Album Review: Basement – Further Sky EP

imageExpect the unexpected. It is perhaps this mantra that Basement fans should have been embodying since their hiatus two years ago. With a simple “Hi” posted on their twitter in January, Tumblr kids heralded a cry of joy that their favourite band would be re-uniting, mercilessly reblogging that enigmatic “Hi” to death. Another curveball was thrown merely a few hours later, listing tours in Australia, the USA and even Japan, as well as appearances at Reading and Leeds festival. But perhaps the biggest surprise was ‘Further Sky’, a three track EP released at the end of July, featuring brand new material alongside a cover of Britpop band Suede’s hit ‘Animal Nitrate’, of all things. Yet, the foreboding question is, despite selling out shows all around the world, are Basement as good as they once were?

Out of their previous releases, 2012 album ‘Colourmeinkindness’ was arguably their finest work. Embedded with grungy laden riffs and emo lyricism, Basement blended 90s alternative rock with more contemporary hardcore acts, giving Basement a unique blend of grunge, emo and alternative rock. Yet, this new EP marks a slight change in style in comparison to their previous releases. Opening track ‘Summer’s Colour’ sets the release off with a melodic guitar riff, that displays more of a pop sensibility in regards to their previous opening tracks. The song overall, offers a melancholic tone despite its accessible sound and sappy lyrics. For instance, as the chorus kicks in, vocalist Andrew Fisher wails, “Princess in a white dress, Queen in a dream”, giving the song a bittersweet appeal. Drummer James “Crab” Fisher proceeds to pummel this sound throughout the rest of the song. Providing ‘Summer’s Colour’ with a natural backbone, Crab’s drumming skills gives the listener a chance to air drum profusely while humming along to the catchy melody.

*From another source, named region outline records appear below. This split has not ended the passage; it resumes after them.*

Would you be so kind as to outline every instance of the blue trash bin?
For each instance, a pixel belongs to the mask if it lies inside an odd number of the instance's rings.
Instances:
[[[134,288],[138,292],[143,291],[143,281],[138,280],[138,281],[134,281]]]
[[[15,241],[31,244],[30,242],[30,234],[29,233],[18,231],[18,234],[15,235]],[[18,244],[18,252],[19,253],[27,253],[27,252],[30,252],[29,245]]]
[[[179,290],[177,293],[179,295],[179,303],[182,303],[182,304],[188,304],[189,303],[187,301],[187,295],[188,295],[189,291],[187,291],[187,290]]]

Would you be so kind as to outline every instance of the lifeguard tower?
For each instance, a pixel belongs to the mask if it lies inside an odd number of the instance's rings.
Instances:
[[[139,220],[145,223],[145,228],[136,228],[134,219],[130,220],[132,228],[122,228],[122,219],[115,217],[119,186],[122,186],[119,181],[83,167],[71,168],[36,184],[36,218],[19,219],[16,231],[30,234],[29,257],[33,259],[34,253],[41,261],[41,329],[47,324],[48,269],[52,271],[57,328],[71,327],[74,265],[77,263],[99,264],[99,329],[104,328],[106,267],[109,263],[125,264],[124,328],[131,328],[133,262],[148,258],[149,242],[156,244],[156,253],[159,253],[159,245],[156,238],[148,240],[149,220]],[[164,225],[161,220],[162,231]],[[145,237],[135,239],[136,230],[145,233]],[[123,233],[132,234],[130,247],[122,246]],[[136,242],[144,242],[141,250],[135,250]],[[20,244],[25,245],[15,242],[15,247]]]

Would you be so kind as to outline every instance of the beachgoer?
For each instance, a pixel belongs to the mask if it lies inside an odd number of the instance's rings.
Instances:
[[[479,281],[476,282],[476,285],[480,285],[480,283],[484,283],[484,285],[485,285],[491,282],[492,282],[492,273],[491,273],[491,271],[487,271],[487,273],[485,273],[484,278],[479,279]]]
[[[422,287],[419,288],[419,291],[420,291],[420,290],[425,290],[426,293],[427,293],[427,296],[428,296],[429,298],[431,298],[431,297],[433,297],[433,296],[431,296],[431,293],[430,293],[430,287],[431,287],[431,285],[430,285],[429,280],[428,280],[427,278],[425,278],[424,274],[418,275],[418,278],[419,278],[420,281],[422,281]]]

Following track ‘Jet’, is much more hard-hitting than the latter. Bassist Duncan Stewart’s heavy tone drives the song along, with its punchy beat offering something much more head bang-able to Basement fans in regard to previous material. As usual however, Andrew’s voice is beautifully melodic, soaring over the bass and guitar lines in the song effortlessly. Yet, he really hits the peak of his vocal abilities during the dreamier, more psychedelic moments of the song, as he softly croons, “It was only for an hour, It was only for us”.

Final song ‘Animal Nitrate’ strips down the glam charm that Suede was known for, replacing it with heartfelt vocals and a rock n roll groove, while still naturally paying homage to the classic Britpop sound that Basement grew up with.

Overall, the EP is a short affair, yet I think that’s forgivable considering it’s a band trying to find their feet after a break from the scene. However, to answer my question, are Basement as good as they once were? The answer is undoubtedly yes. As Basement nonetheless continue to sell out shows all over the world, fans will finally be able to see songs from ‘Colourmeinkindness’, and now ‘Further Sky’ performed live, as well as look forward to the new material that they have yet to offer. So hurry up with the album guys, and announce a UK tour while you’re at it. Noice.


‘Further Sky’ EP by Basement is out now on Run for Cover Records.